順子への恋も、東大受験も、「両方手に入れる」。そう断言していたユリユリ。それができると、信じることを疑わないこと。そんな“無敵な時間=若さ”は、いつの間にか過ぎ去っていく。人生を歩むうちに、厳しい選択に迫られ、自分の無力さに打ちひしがれ、そしていつしかピュアではいられなくなる。多くの人が選ぶであろう“普通”の選択肢に身を委ね、気づけば“普通の大人”になっていく。それも、ひとつの回答だ。だが、ユリユリがなりたかったのは、そんな“普通の大人”ではなく、自分の想いにまっすぐな“変な大人”だった。そう、出会ったときの順子のように……。
一方、20年近く順子に想いを寄せ続けてきた八雲雅志(永山絢斗)は、迷うことなく昇進のかかった仕事を蹴ってまで、順子のそばへ駆けつける。
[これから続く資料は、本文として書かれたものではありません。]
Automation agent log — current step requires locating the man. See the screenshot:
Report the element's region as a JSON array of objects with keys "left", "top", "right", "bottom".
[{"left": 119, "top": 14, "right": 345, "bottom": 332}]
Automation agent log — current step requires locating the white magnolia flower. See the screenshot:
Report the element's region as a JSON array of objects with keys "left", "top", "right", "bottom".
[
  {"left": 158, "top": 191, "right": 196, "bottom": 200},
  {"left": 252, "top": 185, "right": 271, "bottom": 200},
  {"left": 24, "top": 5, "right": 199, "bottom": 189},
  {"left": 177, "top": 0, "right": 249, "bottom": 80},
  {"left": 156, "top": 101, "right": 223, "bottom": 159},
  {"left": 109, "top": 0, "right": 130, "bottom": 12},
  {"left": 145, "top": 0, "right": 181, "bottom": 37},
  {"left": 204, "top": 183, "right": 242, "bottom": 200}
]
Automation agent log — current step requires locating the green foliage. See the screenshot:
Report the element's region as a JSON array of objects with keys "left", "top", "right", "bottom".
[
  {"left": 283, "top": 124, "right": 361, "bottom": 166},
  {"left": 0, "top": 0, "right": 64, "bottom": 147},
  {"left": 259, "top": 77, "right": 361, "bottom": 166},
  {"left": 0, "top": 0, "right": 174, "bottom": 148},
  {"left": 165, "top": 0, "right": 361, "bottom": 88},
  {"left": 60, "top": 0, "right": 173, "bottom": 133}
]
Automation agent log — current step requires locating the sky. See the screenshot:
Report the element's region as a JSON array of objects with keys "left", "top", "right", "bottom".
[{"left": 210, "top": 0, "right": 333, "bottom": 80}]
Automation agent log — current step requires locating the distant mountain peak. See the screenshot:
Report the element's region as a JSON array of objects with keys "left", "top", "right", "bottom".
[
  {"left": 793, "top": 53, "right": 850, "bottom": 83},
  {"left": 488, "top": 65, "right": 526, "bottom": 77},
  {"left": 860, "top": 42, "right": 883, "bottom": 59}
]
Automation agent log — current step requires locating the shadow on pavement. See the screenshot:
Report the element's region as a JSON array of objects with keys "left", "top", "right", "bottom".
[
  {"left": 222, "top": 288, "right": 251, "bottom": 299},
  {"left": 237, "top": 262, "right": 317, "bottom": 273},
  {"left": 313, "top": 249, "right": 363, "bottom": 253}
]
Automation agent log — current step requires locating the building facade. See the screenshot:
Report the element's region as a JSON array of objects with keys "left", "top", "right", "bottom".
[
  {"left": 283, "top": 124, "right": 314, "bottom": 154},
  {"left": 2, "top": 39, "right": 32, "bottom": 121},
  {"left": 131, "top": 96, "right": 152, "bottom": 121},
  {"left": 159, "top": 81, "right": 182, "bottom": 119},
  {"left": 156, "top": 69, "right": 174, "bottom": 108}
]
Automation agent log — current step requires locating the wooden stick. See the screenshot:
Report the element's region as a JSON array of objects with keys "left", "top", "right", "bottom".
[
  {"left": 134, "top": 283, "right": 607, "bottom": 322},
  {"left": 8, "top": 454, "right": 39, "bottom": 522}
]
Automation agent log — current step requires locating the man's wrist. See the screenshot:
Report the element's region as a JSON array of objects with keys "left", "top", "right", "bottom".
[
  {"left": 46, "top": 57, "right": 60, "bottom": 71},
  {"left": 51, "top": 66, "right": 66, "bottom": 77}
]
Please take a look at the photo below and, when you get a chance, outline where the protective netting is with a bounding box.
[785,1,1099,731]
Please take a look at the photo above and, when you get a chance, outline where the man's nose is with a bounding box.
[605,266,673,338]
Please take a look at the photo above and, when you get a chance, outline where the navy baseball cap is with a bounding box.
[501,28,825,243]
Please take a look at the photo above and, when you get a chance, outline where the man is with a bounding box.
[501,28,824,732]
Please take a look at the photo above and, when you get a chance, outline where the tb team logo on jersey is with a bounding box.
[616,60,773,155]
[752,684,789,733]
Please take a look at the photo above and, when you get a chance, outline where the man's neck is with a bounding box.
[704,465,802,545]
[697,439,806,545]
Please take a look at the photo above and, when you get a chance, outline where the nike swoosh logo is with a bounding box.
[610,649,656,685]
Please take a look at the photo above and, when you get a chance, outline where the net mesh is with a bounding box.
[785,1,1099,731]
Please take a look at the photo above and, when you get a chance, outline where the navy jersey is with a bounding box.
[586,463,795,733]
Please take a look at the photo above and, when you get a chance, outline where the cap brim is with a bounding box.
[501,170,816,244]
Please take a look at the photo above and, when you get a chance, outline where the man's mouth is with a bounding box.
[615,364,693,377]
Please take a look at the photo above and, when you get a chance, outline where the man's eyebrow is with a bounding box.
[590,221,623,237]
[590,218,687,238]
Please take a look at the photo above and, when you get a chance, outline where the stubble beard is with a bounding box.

その選択によってキャリアは傷つき、順子からも「雅志のこと好きだよ。だけど結婚とか、恋とかの好きじゃない」と振られてしまう。だが、雅志の顔は晴れやかだ。結果として実らなかったとしても、素敵な恋ができたのだ、と。きっと、順子を想い続けることで、自分自身がピュアでいられたこと。そんな自分を好きでいられたということを、雅志は知っていたのだろう。
気づいたら誰かを好きになっていたとき、その人を想っている自分のことも好きになれる。その人のためになりたいと、努力できる自分。その人の苦しみを代わってあげたいと、涙する自分。その人が笑ってくれるなら、どんなことでもできるような気がする……それは、いつの間にか忘れかけていた“無敵な自分”に再会できる瞬間。だから、恋を手放すことは、寂しくて、悲しくて、痛い。その人のそばで笑っている“自分が好きな自分”とも、お別れしなければならないのだから。